Events like the lynching prompted local police to create social media cells “to identify and defeat fake news.”[45] Police engagement, however, has not necessarily served to protect Assam’s Muslims. After one Muslim student posted about eating beef following the Indian national cricket team’s loss to Pakistan, she was met with outrage rising to “rape threats on social media.”[46] Rather than following up on the threats, the “Assam Police registered a suo motu case against [the victim] under the Information Technology Act.”[47]

The National Register of Citizens

“The NRC list is unique to Assam and was first prepared in 1951” after a nationwide census.[48] The document is essentially an accounting of all the Indian citizens living in the state. During the 1980s, unrest over Bengali immigration led the government to agree to the Assam Accords, in which the state promised to update the NRC and deport all residents whose names were not reported therein.[49] The NRC’s definition of illegal immigrants is also taken from the Assam Accords and “anyone who cannot prove that they or their ancestors entered the country before midnight of March 24, 1971, [will] be declared a foreigner and face deportation.”[50]

In 2012, renewed frustration with the government’s perceived failure to deport Bengali immigrants led to massive protests, and in 2013, “Assam Public Works filed a petition asking that so-called illegal migrants be struck off the electoral rolls.”[51] The Indian Supreme Court ordered an updated NRC be published in Assam, noting; “The culture of an entire people is being eroded in such a way that they will ultimately be swamped by persons who have no right to continue to live in this country.”[52] The project was subsequently launched in 2015 and since then has been “monitored directly by the Supreme Court.”[53]
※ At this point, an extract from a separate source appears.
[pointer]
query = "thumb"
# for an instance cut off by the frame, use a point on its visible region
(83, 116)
The current NRC is to include those whose names appeared in the 1951 NRC, their descendants, and anyone who has been listed on India’s electoral rolls, or in any other approved government document, since March 23, 1971, as well as their descendants.[54] Those whose names were not recorded in earlier documents have been required to submit evidence substantiating their relationship with listed individuals such as “land records, bank accounts, government certificates, or other similar documents” indicating their “ancestors lived in India before March 24, 1971.”[55] Disturbingly, clerical errors like misspelled names, common given that 28% of Assam is illiterate,[56] and inconsistent birth dates, notorious in rural India, have led authorities to strip citizenship from individuals who have never lived outside the country.[57]

In addition to clerical issues, the Supreme Court’s validation of an “original inhabitants” category, which “contemplates a less strict and vigorous process for deciding claims” of Assamese as opposed to Bengali petitioners, further hindered Bengali registration efforts.[58] Then, In March of 2017, the High Court in Assam ruled that residency certificates issued by village councils could not be used to link petitioners born after 1971 with their ancestors.[59] While this decision was eventually overturned by the Supreme Court, local certificates alone remain insufficient, and must be substantiated by additional documents, further complicating matters for Muslim women whose marriages are often only documented at the village level.[60]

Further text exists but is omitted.